La Regione Marche chiede un impegno al Governo sul fine vita

La Regione Marche chiede un impegno al Governo sul fine vita

La Regione Marche, terra di Max Fanelli, si appella al Governo per richiedere la discussione della proposta di legge popolare per la legalizzazione dell’eutanasia.

La mozione che punta a sollecitare la calendarizzazione e discussione in Parlamento delle proposte di legge per la legalizzazione dell’eutanasia e il pieno riconoscimento del testamento biologico, è passata a grandissima maggioranza nel Consiglio regionale delle Marche. La terra di Max Fanelli, il senigalliese malato di SLA che ha interrotto le cure, si è dunque mossa per sottolineare l’esigenza di una legge in materia di fine vita. Primi firmatari della mozione il Presidente del Gruppo PD Gianluca Busilacchi e il Presidente della Commissione Sanità, Fabrizio Volpini.

Cosa comporta la mozione? L’impegno che ci si è assunti ricade sul Presidente della Giunta regionale al quale si chiede di trasmettere alla Conferenza dei Capigruppo e alla Presidente della Camera dei Deputati il documento in questione, al fine di esortare il Governo a discutere quanto prima nelle aule parlamentari le proposte di legge in materia e a comunicare personalmente al Presidente del Consiglio, Matteo Renzi, la volontà dell’Assemblea legislativa delle Marche.

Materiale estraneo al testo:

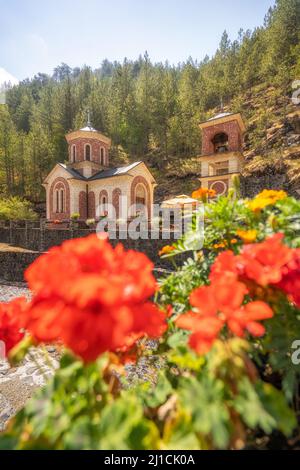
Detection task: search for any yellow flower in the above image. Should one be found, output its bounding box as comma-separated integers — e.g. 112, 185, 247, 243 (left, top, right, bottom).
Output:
158, 245, 175, 256
248, 189, 287, 212
213, 240, 227, 250
236, 229, 257, 244
192, 188, 216, 200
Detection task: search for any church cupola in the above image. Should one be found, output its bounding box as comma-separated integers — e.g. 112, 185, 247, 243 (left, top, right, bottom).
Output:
199, 112, 246, 195
66, 112, 111, 177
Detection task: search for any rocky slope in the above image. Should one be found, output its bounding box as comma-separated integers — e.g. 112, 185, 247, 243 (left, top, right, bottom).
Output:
145, 86, 300, 201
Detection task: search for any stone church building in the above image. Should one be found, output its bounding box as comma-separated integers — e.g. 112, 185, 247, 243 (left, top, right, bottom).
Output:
199, 113, 246, 196
43, 119, 156, 221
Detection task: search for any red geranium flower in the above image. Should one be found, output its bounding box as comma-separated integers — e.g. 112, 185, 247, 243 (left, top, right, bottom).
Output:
0, 297, 27, 353
276, 248, 300, 308
237, 233, 292, 286
176, 272, 273, 354
25, 235, 166, 362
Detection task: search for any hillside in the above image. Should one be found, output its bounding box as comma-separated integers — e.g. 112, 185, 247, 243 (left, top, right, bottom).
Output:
0, 0, 300, 202
145, 85, 300, 200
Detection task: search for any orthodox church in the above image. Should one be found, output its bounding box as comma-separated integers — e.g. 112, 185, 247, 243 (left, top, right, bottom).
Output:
43, 118, 156, 221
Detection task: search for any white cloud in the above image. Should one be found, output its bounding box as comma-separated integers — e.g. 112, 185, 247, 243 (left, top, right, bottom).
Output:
0, 67, 19, 87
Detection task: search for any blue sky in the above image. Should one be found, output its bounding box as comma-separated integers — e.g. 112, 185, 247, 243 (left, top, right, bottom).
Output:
0, 0, 274, 80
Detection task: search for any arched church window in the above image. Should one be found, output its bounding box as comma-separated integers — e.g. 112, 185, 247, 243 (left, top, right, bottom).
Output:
100, 147, 105, 165
212, 132, 228, 153
135, 184, 146, 205
60, 189, 65, 212
85, 144, 91, 161
72, 145, 76, 163
55, 189, 59, 213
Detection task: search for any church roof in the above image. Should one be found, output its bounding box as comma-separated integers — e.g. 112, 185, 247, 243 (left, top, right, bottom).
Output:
59, 162, 142, 181
209, 113, 233, 121
89, 162, 142, 181
80, 126, 98, 132
199, 113, 246, 132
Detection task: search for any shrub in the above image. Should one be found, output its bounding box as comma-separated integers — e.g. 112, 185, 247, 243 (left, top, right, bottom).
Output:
0, 197, 37, 220
0, 192, 300, 450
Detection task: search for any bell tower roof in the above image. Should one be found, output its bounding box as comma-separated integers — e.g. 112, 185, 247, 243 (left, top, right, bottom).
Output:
199, 113, 246, 134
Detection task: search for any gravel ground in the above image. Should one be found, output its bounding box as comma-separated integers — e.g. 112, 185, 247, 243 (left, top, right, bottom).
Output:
0, 280, 30, 302
0, 281, 58, 431
0, 280, 163, 432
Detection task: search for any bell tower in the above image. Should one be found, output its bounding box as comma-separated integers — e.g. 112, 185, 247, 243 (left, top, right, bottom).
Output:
199, 113, 246, 195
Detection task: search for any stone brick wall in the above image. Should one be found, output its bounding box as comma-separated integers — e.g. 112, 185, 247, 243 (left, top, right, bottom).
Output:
0, 227, 188, 282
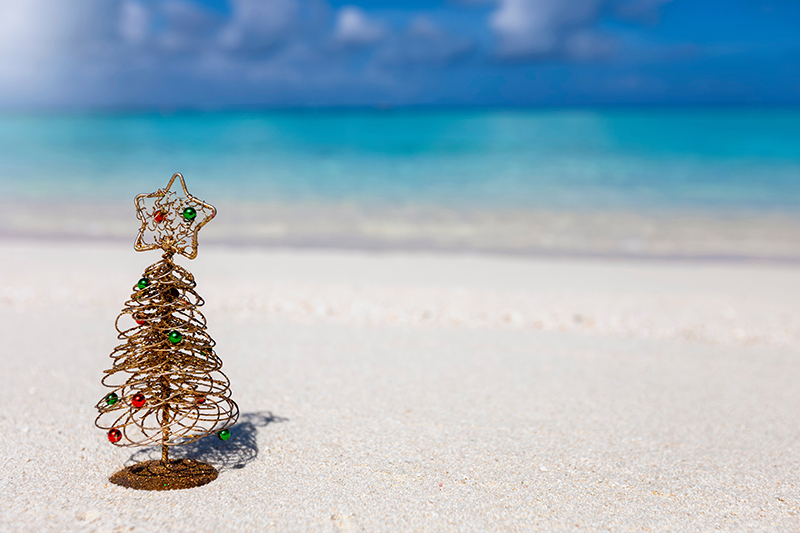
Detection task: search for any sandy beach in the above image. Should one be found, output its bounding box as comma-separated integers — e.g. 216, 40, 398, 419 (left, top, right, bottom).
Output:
0, 240, 800, 532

“L’argomento non è di facile discussione – dichiara Busilacchi –, ma la politica non può esimersi dall’affrontarlo. Per questo, anche dal Consiglio regionale delle Marche vogliamo lanciare un messaggio di solidarietà a Max Fanelli e ai tanti che si trovano in situazioni drammaticamente simili e lo sprono a calendarizzare quanto prima in Parlamento una discussione che porti alla normazione del tema ‘fine vita’. Un tassello mancante nella nostra legislazione che non può essere più rimandato, nel rispetto della dignità umana, che va sempre tutelata, anche e soprattutto quando la vita è in fase terminale e rischia di tramutarsi in agonia. Condizioni in cui ciascun individuo deve poter avere la facoltà di scegliere liberamente sulla propria esistenza. Ci aspettiamo, quindi, che l’Aula domani, nel legittimo rispetto delle posizioni di coscienza individuali su un tema così delicato, dimostri la propria sensibilità”.

Un ringraziamento da parte del Comitato Eutanasia Legale va al Consiglio regionale delle Marche. Il prossimo passo potrebbe essere quello di approvare una legge che porti all’inderimento dei testamenti biologici all’interno della tessera sanitaria.